Results: Preliminarily, we recruited 80 patients, 54 (67.5%) female with a median age of 50 (42-56) years. The maximum weight recorded was 137 (118-158.7) kg. and the maximum BMI was 50.8 (46-56) kg/m². Regarding metabolic comorbidities, 39 patients (48.8%) had arterial hypertension, 49 (61.3%) hepatic steatosis, 22 (27.5%) obstructive sleep apnea syndrome, 24 (30%) type 2 diabetes mellitus and 7 (8.8%) impaired fasting blood glucose. A total of 11 (13.6%) patients were diagnosed of hypothyroidism and 6 (7.5%) had history of cardiovascular events. Genetic variants were detected in 48 patients (60%), 33 of them (68.8%) were considered uncertain significance variants, 4 (8.3%) were probably pathogenic variants and 11 (22.9%) were considered pathogenic variants. Regarding the probably pathogenic variants, only a POMC variant [NM_001035256.2:c.638C>T p.(Ala213Val)] with autosomal dominant inheritance could justify the patient’s symptoms. The other three probably pathogenic variants (one in ALSM1, another one in BBS10 and another one in IFT4), all of them with autosomal recessive inheritance, should be considered as carrier patients. Regarding pathogenic variants, a variant in MCR4 [NM_005912.3(MC4R):c.27G>A p.(Met9Ile)] with autosomal dominant inheritance could justify the patient’s symptoms, whereas the other variants (one in BBS1, one in CEP290, one in IFT74 and seven in PSCK1) with autosomal recessive inheritance should be considered as carrier patients.

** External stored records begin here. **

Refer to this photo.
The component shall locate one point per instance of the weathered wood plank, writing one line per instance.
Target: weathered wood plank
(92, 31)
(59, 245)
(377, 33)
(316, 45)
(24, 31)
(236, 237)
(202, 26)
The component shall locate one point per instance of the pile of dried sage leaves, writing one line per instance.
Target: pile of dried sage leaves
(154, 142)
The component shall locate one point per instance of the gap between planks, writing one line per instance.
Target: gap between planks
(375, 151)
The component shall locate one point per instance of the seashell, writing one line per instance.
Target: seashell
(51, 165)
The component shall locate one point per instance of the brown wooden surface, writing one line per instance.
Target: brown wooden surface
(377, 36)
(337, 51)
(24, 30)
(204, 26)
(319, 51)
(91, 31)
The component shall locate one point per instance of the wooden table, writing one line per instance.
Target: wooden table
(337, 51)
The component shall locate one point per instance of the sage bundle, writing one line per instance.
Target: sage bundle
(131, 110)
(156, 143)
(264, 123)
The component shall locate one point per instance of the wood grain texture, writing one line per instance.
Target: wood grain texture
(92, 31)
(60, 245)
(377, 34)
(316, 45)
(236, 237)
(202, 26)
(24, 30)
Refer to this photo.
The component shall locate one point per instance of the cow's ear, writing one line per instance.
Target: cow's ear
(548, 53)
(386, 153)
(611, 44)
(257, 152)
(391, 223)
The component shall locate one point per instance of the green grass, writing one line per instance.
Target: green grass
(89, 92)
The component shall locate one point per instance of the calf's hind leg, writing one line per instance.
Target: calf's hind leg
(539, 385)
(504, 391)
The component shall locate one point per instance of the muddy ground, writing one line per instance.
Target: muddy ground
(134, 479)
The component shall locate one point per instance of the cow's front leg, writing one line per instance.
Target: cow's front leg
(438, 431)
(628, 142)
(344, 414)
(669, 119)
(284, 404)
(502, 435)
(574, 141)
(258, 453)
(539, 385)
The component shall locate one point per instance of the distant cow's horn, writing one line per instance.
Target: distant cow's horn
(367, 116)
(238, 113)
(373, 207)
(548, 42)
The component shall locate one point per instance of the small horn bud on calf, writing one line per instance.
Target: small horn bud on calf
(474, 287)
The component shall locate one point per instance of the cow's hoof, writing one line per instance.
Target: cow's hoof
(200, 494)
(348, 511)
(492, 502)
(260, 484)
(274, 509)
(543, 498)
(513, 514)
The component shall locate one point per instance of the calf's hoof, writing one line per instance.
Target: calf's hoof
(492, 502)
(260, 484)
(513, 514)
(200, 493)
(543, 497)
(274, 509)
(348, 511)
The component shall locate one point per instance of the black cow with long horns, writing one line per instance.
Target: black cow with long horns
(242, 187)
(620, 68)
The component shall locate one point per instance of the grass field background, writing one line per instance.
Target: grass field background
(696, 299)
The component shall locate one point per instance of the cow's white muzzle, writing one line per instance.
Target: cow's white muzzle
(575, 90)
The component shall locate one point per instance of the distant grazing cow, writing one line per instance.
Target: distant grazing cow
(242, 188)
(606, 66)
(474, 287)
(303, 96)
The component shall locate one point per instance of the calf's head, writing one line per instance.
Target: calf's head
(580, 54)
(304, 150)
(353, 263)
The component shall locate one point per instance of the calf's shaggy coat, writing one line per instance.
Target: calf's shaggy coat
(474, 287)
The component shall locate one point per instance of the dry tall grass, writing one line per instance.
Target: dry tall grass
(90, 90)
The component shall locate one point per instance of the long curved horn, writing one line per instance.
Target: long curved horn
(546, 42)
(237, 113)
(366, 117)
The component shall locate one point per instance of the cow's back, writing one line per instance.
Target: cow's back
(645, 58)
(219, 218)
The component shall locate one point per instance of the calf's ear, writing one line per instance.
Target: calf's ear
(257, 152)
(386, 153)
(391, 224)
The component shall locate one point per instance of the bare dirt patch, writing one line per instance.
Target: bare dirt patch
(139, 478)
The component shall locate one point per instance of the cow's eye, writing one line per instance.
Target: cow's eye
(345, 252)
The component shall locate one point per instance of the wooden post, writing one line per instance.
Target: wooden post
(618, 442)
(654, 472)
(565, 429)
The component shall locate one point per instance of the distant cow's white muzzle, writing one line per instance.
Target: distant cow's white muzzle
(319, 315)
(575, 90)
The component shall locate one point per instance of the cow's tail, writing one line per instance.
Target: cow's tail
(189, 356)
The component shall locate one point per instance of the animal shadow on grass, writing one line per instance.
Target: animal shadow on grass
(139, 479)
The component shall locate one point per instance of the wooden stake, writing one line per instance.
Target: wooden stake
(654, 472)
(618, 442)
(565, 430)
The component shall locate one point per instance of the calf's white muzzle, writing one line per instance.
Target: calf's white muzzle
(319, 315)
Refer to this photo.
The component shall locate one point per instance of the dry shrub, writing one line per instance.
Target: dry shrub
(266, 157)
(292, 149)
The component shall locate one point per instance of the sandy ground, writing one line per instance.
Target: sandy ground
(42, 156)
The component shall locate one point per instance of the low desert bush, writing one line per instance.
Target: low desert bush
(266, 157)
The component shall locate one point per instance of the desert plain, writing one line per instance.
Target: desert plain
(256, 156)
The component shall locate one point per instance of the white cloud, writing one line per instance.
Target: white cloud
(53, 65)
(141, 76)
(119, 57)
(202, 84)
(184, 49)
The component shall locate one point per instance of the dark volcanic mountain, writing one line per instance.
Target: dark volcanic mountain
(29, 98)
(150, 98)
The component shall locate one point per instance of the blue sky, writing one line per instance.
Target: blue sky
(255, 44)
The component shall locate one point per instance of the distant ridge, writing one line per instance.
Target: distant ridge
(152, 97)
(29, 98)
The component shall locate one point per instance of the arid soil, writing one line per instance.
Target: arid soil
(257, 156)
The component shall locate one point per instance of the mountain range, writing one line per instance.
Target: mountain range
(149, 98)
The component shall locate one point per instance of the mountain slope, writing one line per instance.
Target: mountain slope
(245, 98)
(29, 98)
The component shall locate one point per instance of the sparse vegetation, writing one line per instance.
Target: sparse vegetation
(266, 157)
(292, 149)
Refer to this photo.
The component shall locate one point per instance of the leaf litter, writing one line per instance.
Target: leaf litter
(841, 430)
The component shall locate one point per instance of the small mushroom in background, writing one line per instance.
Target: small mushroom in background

Conclusions: In our cohort, we detected a high incidence of variants, although most of them are uncertain significance variables whereas those that are pathogenic or probably pathogenic should be considered as a carrier status in many cases. Only 2 variants could be considered as a definitive diagnosis of non-syndromic genetic obesity: a variant in POMC [NM_001035256.2:c.638C>T p.(Ala213Val)] and another in MCR4 [NM_005912.3:c.380C>T p. (Ser127Leu)].